ミッキーマウスのプロレタリア宣言

ミッキーマウスのプロレタリア宣言

ミッキーマウスのプロレタリア宣言

1972年に渡辺克己が撮った、新宿二丁目のヌードスタジオ前の写真がある。その右手に映っているクリーニング屋が、平井玄の実家(正確にいうと実家の取り壊し中の仮店舗)なのだという。七十年代初頭の、まだ本格的にゲイ・タウンになっていなかった頃の二丁目と、その後平井がかかわることになる校正業のフリーター世界でうごめく「ネズミたち」、さらには山谷のおっさんたちの、ぐじゅぐじゅとした世界が、外れ者のプライドをもって語られる。

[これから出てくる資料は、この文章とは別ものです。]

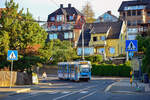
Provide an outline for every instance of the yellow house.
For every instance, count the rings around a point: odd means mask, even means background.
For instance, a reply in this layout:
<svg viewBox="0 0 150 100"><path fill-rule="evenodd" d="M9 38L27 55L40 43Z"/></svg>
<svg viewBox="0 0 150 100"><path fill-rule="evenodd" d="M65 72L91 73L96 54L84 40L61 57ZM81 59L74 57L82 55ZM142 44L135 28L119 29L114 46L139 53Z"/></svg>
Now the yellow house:
<svg viewBox="0 0 150 100"><path fill-rule="evenodd" d="M125 22L101 22L92 26L89 47L94 48L94 54L101 54L104 58L125 54Z"/></svg>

ただ、こうしたくだりはすごくいいのだが、もしこの本が『十三歳のハローワーク』にまじめに感動するような「よい子たち」に届けられようとしているなら――そうでないという可能性もあるが、だったらこのタイトルはなんだ――構成がまちがっている。新宿風俗街に響くあさま山荘のラジオニュースは、冒頭でなく後半におかれるべきだ。若い(しばしば自分ではそうと意識しない)ネズミたちは、この冒頭をたんに他人事としてうけとるだろうから。

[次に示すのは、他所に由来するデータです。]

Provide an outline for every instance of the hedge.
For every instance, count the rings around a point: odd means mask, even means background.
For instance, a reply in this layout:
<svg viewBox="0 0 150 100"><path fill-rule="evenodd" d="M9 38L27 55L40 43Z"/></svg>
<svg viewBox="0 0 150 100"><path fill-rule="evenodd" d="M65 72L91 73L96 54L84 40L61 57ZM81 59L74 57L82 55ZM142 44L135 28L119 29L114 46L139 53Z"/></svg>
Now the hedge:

そういえば「授業中はともかく、昼休みに不協和音のCDをかけないでください、不愉快です」という苦情を学生からうけたことがある。去年の文学理論の授業は3限だったので、早めに行ってビデオの頭出しなどをする習慣で、たいがい授業前になにか音か映像を流していたのだ。文句を言われた「不協和音」は、他ならぬアルバート・アイラー『ゴースト』。正直、「ざまあみろ」としか思わなかったが、教員としてはあれこれ考えるところ。文句を言ってきた学生は、路上演奏も不快に思うんだろうか。それとも「不協和音」だからいけないのか。どっちにしても無理やり聞かせられるのが不快だと、それに文句をつけるのが当然の権利だと考える奴に、無理やりなにかを聞かせるべきなのか。それとも「授業」という限られた空間を使えば、無理やりではないことになるのか、などとミドルクラス教員は思案するわけだ。